東京民医連

輝け看護!

みんいれんTOKYO(機関紙)の「輝け看護!」コーナーから

「二つの力」を学び成長させたい

 緩和ケア病棟は、最後の場所と考えて入院され、「もうだめだ、こんなになってつらい…」と嘆いている方と出会うことが多くあります。体の調子の悪さは、とても不快でつらいことと思います。症状のコントロールができるように、医師をはじめ周囲のスタッフと協力して最善を尽くすようにしていますが、それぞれの感じかたや考えがありますし、その人の生きてきた価値観による思いや感じかたも反映しているようです。
 一人の方は自身のできなくなったことを常に悔やみ、自己肯定感がどんどん低下していく。もう一人の方は、できないことは手放して、周囲の人にゆだね、気持ちの平穏を保つ方法を考える。私はその違いはどこにあるのかと考えます。
 そんな時、ある会報誌で、「物事に折り合いを付ける力」と「幸せを感じる力」という言葉を見つけ、一人ひとりの中でそのことが、どの程度育てられているのかに影響を受けているように感じました。
 物事に折り合いを付ける力は、生活の中での困りごとやつらいことを解決していける力です。時には自身の心の中で我慢することもあれば、努力や学習をして乗り越えることができる強さだと思います。
 幸せを感じる力は、生きていくなかでの気分、心の持ちようだと思います。喜びのような強い感情ではなく、ほのかに温かくなれる身近な日常の中の、ちょっとしたことを発見できる力。

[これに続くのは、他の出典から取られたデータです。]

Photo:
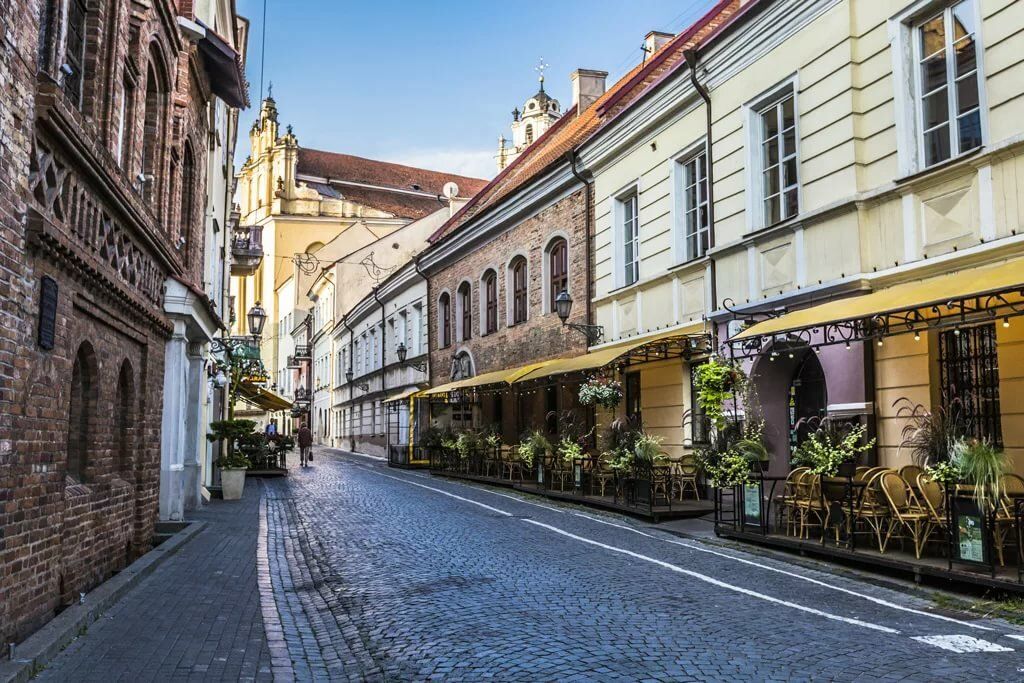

例えば夕焼け空や月あかりの美しさなどで、やさしい気持ちになれることだと思います。
 私の年齢が入院している患者さんと近くなり、自分を重ねてみてしまうことがあるなかで、二つの力を私自身も、日びのケアを通して学び成長させていきたいと感じています。また、「一人ひとりが大切にされ、尊重されてケアを受けられるようにできたら本当にいいのに」と思いながら、現実とのギャップに悩んでいます。
 私も含めて、すべての人が個人として尊重される社会を生きていけるように、成熟していく努力が大切だと感じます。